How Long Do I Have to File a Personal Injury Lawsuit?

Introduction

A concept that may be unfamiliar to those who do not have extensive experience with the United States court system is that of the rules governing how long a plaintiff has to bring a lawsuit after an injury. The way this works in practice is that plaintiffs’ attorneys are aware of these rules and ask questions from potential clients to ensure that a statute of limitation will not prevent the bringing of a lawsuit. Similarly, one of the first things defendants’ attorneys check after receiving a new lawsuit is all of the defenses they can raise, including a defense that the statute of limitations has run and therefore bars the cause of action brought by the plaintiff.See Klehr v. A.O. Smith Corp., 521 U.S. 179 (1997) (discussing the doctrine of the statute of limitations in a RICO case).

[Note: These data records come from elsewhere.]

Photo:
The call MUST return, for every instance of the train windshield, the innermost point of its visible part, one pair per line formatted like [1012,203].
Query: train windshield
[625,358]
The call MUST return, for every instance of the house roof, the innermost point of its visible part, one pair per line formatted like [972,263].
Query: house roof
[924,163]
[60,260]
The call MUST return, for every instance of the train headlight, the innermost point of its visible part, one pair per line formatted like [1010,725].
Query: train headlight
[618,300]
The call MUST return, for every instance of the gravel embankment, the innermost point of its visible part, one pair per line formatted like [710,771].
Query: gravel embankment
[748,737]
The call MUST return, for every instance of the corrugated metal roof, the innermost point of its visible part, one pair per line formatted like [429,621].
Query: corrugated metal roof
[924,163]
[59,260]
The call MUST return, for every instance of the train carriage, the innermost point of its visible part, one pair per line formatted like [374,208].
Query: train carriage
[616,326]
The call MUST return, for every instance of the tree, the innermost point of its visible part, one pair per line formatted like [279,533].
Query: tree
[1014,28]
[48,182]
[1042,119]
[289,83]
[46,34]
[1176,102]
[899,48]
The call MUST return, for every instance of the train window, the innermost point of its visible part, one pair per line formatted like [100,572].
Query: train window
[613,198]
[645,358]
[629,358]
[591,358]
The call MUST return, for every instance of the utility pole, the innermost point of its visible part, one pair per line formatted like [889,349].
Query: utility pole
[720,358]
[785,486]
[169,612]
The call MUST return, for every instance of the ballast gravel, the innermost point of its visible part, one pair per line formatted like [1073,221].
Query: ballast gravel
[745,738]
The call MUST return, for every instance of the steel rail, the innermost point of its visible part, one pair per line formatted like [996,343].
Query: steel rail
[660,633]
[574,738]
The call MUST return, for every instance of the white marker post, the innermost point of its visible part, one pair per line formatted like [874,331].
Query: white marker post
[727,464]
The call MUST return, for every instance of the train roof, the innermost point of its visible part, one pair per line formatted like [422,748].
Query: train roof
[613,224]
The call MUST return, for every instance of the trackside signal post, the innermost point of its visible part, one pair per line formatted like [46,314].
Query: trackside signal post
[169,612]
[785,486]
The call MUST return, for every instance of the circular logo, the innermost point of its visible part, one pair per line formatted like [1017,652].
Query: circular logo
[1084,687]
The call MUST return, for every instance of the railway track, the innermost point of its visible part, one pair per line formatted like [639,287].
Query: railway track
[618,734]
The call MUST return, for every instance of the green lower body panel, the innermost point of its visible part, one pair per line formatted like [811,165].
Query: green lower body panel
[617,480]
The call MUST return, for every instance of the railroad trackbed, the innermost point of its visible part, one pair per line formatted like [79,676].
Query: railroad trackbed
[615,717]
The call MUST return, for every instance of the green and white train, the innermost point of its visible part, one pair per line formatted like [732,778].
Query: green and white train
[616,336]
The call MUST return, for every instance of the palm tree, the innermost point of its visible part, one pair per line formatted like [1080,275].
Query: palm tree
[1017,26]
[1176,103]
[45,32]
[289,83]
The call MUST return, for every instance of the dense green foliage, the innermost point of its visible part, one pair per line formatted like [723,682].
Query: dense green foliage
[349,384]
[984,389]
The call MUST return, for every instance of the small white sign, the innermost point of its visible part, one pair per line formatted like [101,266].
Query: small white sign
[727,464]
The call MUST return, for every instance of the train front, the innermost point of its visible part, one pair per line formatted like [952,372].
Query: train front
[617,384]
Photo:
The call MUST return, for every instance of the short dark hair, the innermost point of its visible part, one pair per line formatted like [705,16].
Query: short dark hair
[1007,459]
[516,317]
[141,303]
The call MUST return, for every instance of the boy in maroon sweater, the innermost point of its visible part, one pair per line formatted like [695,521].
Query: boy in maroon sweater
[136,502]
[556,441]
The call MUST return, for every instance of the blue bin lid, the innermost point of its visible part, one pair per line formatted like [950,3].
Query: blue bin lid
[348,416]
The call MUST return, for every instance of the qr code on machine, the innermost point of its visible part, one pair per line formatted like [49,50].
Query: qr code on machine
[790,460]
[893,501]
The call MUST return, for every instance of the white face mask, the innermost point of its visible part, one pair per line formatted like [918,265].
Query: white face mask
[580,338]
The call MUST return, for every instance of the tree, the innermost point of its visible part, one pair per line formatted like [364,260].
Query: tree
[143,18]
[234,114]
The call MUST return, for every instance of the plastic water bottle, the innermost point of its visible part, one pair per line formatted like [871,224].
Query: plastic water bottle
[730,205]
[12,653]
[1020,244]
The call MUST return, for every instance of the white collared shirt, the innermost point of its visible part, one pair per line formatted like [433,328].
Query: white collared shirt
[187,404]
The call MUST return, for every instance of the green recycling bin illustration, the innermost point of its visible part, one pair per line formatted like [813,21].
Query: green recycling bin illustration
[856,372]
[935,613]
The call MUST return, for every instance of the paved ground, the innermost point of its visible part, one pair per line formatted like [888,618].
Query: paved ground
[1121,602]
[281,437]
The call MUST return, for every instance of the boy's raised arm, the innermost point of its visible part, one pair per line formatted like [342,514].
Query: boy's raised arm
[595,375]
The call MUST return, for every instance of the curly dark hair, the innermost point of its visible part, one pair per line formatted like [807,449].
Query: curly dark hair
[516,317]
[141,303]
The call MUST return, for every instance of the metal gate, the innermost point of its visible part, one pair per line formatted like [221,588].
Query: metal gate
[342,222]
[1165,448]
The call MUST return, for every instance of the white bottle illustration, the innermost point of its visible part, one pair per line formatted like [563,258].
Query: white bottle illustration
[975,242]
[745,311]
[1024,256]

On the other hand, Courts in the United States are limited to decisions regarding active cases and controversies by the United States Constitution Art. III, Section 2, Clause 1. An action may not be commenced until a cause of action accrues. If all of the facts necessary to establish a claim are not possessed by the plaintiff, then the action is premature and the defense counsel can quite easily draft a motion to dismiss showing that the plaintiff’s pleadings fail to state a claim upon which relief can be granted. See § 1:2. Accrual of cause of action, 1 Tenn. Cir. Ct. Prac., Lawrence A. Pivnick. Claims that are not yet ready for decision are termedripe. The Tennessee Supreme Court has defined ripeness doctrine as: “The central concern of the ripeness doctrine is whether the case involves uncertain or contingent future events that may or may not occur as anticipated or, indeed, may not occur at all.” B & B Enterprises of Wilson Cty., LLC v. City of Lebanon, 318 S.W.3d 839, 848 (Tenn. 2010).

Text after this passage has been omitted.